Para a Sagrada Família, morar em Nazaré significou assimilar a esperança
cultivada pelo “resto de Israel”, pelo “broto das raízes de Jessé”. Significou
também não se afastar das raízes populares, do vínculo com os pobres, assumir
resolutamente o caminho que leva à periferia e privilegiar a encarnação no
cotidiano que tece a vida normal de todas as pessoas. Jesus absorve a seiva das
esperanças do seu povo a partir da periferia social e religiosa. Eis aqui uma
perspectiva que as famílias discípulas missionárias de Jesus jamais podem
abandonar!
O Papa Francisco ensina (cf. Amoris Laetitia 65-66) que a
encarnação do Verbo de Deus numa família humana comove a nós e ao mundo
inteiro. E diz que, para compreender o que isso significa, precisamos mergulhar
no mistério do nascimento e da infância de Jesus, mas também nos trinta longos
anos nos quais ganhou o pão com o próprio trabalho, assimilando e praticando as
tradições religiosas populares, formando-se na fé que recebeu dos pais até
fazê-la desabrochar e frutificar no mistério do Reino de Deus. Vida em família
é aprendizado recíproco e permanente, encarnação da fé nas relações da vida
cotidiana.
Para o Papa Francisco, o que constitui e sustenta a família cristã é a
aliança de amor e fidelidade. Vivendo esta aliança no horizonte cultural do
povo ao qual pertence e do Reino de Deus, a Sagrada Família ilumina e
concretiza o princípio que dá forma às famílias, e as ajuda a enfrentar
criativamente as dificuldades da vida e da história.
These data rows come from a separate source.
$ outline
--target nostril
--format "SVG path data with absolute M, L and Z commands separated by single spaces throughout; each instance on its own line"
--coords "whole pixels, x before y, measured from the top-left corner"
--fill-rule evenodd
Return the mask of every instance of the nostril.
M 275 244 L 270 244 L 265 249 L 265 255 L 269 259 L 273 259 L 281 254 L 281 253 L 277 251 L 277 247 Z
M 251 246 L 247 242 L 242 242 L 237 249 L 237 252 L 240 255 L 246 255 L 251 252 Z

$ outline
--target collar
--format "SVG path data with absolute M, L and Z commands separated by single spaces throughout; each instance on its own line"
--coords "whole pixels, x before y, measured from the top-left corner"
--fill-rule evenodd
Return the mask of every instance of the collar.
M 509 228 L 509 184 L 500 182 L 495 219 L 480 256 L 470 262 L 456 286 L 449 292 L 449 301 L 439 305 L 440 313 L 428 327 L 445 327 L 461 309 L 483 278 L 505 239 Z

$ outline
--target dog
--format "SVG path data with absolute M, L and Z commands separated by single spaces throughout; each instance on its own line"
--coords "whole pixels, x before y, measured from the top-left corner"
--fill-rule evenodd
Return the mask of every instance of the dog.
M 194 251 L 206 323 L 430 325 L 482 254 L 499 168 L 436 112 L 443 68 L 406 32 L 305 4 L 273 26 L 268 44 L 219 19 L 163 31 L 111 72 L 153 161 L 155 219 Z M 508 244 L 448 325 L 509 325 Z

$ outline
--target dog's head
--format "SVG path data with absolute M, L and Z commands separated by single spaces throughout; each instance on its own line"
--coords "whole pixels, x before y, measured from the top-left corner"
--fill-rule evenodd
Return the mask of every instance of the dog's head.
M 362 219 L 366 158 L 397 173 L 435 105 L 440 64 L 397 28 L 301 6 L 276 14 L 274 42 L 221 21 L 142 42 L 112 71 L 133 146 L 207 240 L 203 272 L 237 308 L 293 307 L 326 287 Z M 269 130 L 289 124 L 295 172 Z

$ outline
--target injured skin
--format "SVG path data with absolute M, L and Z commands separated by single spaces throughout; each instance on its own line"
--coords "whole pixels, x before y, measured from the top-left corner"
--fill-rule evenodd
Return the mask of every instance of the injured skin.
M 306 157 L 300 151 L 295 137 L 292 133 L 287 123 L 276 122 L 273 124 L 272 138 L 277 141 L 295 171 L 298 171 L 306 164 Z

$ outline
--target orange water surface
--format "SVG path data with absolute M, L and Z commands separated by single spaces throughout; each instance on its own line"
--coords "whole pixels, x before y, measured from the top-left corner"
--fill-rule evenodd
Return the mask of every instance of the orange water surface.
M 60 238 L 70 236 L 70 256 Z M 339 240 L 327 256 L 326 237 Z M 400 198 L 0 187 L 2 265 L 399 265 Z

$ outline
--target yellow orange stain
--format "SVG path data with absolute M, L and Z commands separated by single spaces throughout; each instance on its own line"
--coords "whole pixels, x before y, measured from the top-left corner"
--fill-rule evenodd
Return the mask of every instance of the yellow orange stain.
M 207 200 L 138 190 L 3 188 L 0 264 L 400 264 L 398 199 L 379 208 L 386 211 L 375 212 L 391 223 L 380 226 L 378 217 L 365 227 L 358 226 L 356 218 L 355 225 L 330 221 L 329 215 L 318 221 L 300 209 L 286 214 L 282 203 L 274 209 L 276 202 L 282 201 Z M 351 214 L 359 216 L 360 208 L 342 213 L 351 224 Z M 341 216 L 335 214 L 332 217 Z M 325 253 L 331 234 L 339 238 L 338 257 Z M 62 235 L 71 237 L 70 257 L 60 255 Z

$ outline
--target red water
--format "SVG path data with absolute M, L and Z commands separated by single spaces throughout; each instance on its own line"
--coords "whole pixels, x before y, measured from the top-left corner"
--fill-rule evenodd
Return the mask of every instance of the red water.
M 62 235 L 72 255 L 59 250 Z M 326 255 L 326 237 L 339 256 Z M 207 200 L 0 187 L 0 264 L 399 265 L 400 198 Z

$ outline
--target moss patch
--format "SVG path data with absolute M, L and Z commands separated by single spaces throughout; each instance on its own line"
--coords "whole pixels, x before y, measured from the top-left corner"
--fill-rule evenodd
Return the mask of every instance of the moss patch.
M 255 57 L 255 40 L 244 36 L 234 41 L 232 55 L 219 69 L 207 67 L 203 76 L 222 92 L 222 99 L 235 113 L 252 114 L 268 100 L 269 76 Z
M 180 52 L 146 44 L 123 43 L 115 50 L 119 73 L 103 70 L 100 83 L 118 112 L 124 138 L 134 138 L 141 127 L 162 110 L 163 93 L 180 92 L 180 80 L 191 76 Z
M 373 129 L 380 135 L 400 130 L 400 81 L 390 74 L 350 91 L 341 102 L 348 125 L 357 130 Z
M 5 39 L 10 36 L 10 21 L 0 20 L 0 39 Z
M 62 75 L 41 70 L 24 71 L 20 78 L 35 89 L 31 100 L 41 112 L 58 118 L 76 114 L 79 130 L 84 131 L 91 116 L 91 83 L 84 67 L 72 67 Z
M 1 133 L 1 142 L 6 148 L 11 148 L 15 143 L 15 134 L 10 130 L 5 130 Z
É sobre esse fundamento –
aliança e fidelidade no amor – que as famílias, mesmo com suas feridas e
fragilidades, podem tornar-se luzes na escuridão do mundo escuro e frio. Sem
isso, mesmo que cumpram as leis e mantenham as aparências, as famílias serão
realidades vazias, como um sino que bate.
É também a convicção de Paulo e da comunidade cristã que o amor é o
vínculo da perfeição da vida cristã e da família. É no amor que as esposas
podem ser solícitas aos seus respectivos maridos, e estes deixam de ser
grosseiros com elas. É o amor que abre possibilidades para que a obediência dos
filhos aos pais não atente contra a liberdade e a dignidade de ninguém, e que
os pais jamais intimidem os filhos, mas os animem a caminhar rumo à maturidade
solidária. É assim que nos revestimos de sincera misericórdia, bondade,
humildade e mansidão, e tornamo-nos suportes uns para os outros.
Sagrada Família de Nazaré, nós te acolhemos como proposta de encarnação
e de crescimento, como manifestação do dom de Deus e resposta humana e generosa
a este dom, como busca comum da vontade de Deus, como apelo à hospitalidade e
ao amor recíproco e à construção incansável da única família do Pai. Ajuda e
inspira nossas famílias a serem escolas da comunhão e de solidariedade que
ultrapassam os laços de sangue e de fé, ensaios fugazes mas verdadeiros do
Reino de Deus, no qual espelhaste tua vida. Assim seja! Amém!